What you notice in quarantine

If not for quarantine, would I have spoken up?  would I have insisted that Daniel leave?  You hear that couples and families and singles -- everyone, then -- have trouble during this pandemic, but I thought back in March, Are you kidding?  I get more time with my kids than I ever get; I get to take walks in the woods daily; I have zero commute; and my husband and I are spending more time together.  These are serious silver linings.

As always with being home, I noticed more: the windows in the kids' dressing room need to be replaced; the yard needs work; my husband is on his phone a lot; the new chairs in the living room are fabulous; the little kids have so much love for me; my husband's phone dings a lot; the big kids work hard at school; our Italian friend responds to my husband's messages more promptly than to mine; our fourteen-year-old cares a lot about how he does in school; our twelve-year-old gets happier when she talks to her friends over zoom; the little kids can actually write decently; I like the break from school life; I don't need as much sleep because I'm not commuting and spending all day at school; my husband is doing Italian and texting with our Italian friend before I am even up in the morning.

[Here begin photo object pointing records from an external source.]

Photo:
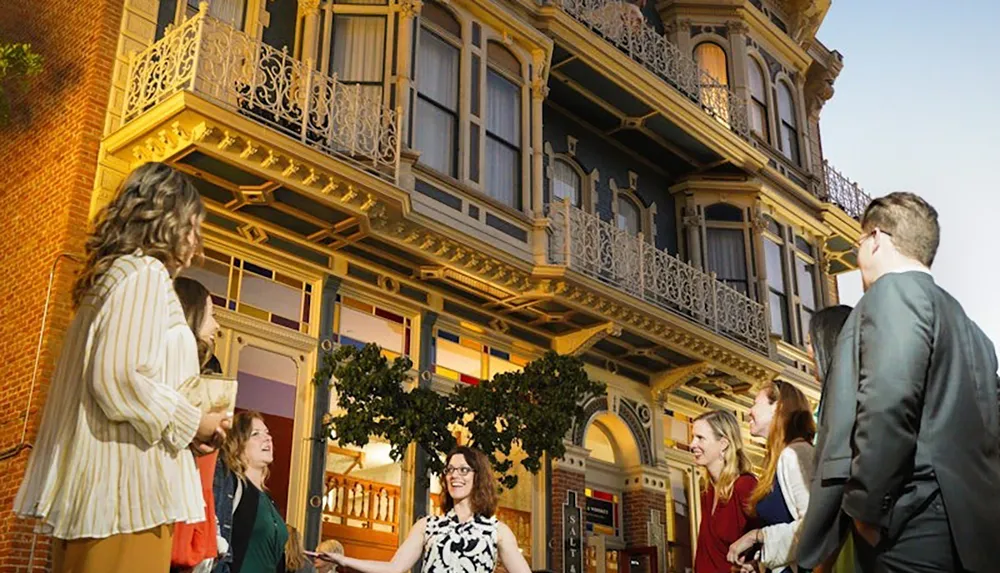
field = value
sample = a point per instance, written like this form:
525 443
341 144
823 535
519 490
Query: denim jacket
224 489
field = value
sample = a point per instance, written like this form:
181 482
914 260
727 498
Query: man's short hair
909 220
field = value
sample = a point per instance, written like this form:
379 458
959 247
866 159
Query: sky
916 109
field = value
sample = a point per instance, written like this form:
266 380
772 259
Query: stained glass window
467 360
255 290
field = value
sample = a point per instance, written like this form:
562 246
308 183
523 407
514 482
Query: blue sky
916 109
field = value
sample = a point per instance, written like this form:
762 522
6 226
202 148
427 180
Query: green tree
17 63
534 408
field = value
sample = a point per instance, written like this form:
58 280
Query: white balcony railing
232 69
593 247
844 193
621 24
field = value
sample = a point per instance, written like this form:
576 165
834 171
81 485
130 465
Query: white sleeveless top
454 547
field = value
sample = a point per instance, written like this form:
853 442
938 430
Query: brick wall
637 508
564 481
49 154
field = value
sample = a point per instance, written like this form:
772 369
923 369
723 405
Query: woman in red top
718 447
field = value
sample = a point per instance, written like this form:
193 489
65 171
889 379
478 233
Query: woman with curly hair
111 472
468 537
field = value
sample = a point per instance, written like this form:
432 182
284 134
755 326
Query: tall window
436 133
566 182
788 123
758 101
805 280
629 216
503 127
726 245
774 260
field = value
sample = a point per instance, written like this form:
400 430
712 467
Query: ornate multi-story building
468 183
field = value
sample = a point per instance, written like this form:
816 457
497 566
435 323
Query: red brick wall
636 510
564 481
49 157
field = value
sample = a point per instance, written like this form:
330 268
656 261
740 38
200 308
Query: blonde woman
718 447
781 414
111 472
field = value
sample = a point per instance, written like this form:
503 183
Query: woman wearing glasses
467 538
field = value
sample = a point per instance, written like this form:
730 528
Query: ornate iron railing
208 57
844 193
593 247
621 24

My awareness of these things was not entirely new.  On some level, I had already noticed all of these at some point or points and had put them aside.  Raking one afternoon, I listened to the podcast Modern Love.  The topic was relationships during quarantine: some couples were beginning their relationships; some had just ended their relationship but were still living together, trying to endure; some were in the middle of a break-up when quarantine began.  I raked and listened, mesmerized.  I thought, I'm lucky that I've had more time during quarantine to talk with Daniel, to walk him to work when he goes, to hang out.  It was easy to find the positive.

And I ignored the things I was noticing, things I had noticed for months, but had convinced myself out of.  Cristina and Daniel text much more than Cristina and I do; he's putting more time into learning and improving his Italian.  Cristina and Daniel leave each other many voice messages.  Daniel's enthusiasm for Cristina and hers for him seem more than I'm comfortable with; I can work on not being jealous -- we're all friends.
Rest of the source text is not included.